Bioinformatics Advance Access published online on February 26, 2009
Bioinformatics, doi:10.1093/bioinformatics/btp110
| ||||||||||||||||||||||||||||||||||||||||||||||||||||||||||||||||||||
A Robust Peak Detection Method for RNA Structure Inference by High-throughput Contact Mapping
School of Electrical Engineering, Korea University, Seoul 136-713, Korea
Department of Computer Science, Korea University, Seoul 136-713, Korea
Department of Statistics, Stanford University, Stanford, CA 94305, USA
Department of Electrical and Electronic Engineering, Yonsei University, Seoul 120-749, Korea
Departments of Biochemistry and Physics, Stanford University, Stanford, CA 94305, USA
*To whom correspondence should be addressed. Prof. Sungroh Yoon, E-mail: sryoon{at}korea.ac.kr
| Abstract |
|---|
Motivation: For high-throughput prediction of the helical arrangements of large RNA molecules, an innovative method termed multiplexed hydroxyl radical (·OH) cleavage analysis (MOHCA) has been proposed (Das et al., 2008). A key step in this promising technique is to detect peaks accurately from noisy radioactivity profiles. Since manual peak finding is laborious and prone to error, an automated peak detection method to improve the accuracy and throughput of MOHCA is required. Existing methods were not applicable to MOHCA due to their high false positive rates.

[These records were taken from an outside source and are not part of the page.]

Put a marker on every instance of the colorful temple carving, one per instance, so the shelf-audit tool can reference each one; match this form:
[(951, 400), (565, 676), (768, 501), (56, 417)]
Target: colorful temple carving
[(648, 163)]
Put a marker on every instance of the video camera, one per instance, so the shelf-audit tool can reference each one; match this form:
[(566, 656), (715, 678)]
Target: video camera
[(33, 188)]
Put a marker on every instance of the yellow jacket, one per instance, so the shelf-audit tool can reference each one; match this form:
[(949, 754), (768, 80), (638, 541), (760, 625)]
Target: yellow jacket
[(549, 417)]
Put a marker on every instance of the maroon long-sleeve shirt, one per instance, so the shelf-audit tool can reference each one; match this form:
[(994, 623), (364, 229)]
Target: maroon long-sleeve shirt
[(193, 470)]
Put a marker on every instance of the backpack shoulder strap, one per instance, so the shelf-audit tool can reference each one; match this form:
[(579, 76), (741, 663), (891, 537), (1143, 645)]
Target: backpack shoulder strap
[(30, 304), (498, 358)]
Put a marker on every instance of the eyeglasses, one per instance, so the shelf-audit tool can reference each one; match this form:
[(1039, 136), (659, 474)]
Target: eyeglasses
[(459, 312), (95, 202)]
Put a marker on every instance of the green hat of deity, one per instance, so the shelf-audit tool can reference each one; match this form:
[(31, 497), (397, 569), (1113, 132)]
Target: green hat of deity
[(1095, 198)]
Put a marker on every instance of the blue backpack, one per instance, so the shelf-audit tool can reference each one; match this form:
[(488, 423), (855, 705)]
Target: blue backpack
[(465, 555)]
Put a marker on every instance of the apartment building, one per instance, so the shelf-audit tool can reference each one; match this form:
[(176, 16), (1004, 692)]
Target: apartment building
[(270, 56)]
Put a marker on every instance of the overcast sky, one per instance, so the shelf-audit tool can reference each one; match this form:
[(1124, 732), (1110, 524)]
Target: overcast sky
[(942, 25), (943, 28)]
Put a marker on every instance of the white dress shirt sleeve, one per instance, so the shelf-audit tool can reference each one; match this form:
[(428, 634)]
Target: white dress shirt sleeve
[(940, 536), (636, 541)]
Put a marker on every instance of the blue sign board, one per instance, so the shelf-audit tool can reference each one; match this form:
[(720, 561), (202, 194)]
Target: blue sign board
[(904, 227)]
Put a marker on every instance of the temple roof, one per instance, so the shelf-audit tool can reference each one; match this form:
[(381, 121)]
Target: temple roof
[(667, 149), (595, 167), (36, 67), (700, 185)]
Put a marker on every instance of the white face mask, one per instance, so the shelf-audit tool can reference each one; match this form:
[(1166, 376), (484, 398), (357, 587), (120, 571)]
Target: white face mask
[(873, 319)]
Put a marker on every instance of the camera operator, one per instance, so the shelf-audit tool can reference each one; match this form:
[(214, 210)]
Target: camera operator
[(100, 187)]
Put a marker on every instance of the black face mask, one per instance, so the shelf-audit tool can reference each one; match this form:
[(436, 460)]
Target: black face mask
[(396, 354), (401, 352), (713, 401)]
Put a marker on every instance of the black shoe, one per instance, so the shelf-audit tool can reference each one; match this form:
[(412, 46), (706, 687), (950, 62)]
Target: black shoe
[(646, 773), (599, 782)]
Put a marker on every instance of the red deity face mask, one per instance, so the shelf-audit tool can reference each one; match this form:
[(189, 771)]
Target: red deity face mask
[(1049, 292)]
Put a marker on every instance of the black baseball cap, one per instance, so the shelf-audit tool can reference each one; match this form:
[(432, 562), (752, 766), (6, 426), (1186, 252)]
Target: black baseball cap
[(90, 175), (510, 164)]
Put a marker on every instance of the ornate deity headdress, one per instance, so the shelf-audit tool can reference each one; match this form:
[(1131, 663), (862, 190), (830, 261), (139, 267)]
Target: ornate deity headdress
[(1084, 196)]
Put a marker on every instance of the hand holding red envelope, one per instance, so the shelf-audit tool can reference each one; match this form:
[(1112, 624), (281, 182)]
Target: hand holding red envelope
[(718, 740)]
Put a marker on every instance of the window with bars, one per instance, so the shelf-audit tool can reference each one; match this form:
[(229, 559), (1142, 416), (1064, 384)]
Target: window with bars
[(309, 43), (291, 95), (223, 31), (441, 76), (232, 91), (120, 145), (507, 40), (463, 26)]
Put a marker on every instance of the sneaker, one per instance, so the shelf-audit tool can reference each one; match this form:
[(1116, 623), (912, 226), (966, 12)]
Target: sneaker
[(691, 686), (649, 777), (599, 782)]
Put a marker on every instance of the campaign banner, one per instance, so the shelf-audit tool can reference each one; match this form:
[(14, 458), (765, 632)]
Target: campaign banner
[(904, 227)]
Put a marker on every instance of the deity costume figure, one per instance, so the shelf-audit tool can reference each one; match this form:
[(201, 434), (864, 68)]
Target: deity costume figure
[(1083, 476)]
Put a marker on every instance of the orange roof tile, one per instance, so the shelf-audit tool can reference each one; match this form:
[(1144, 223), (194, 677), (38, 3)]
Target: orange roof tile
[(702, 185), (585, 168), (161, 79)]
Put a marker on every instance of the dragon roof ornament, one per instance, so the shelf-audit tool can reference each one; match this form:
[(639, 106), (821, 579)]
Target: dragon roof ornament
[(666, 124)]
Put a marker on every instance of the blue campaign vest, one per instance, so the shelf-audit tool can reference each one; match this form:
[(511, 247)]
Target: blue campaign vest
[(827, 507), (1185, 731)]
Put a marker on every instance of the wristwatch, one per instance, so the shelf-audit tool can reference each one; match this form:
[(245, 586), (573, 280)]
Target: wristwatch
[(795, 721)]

Results:We developed a two-step computational method that can detect peaks from MOHCA profiles in a robust manner. The first step exploits an ensemble of linear and nonlinear signal processing techniques to find true peak candidates. In the second step, a binary classifier trained with the characteristics of true and false peaks is used to eliminate false peaks out of the peak candidates. We tested the proposed approach with 2002 MOHCA cleavage profiles and obtained the median recall, precision, and F-measure values of 0.917, 0.750, and 0.830, respectively. Compared with the alternatives considered, the proposed method was able to handle false peaks substantially better, thus resulting in 51.0–71.8% higher median values of precision and F-measure.
Availability: The software and supplemental data are available athttp://dna.korea.ac.kr/pub/mohca.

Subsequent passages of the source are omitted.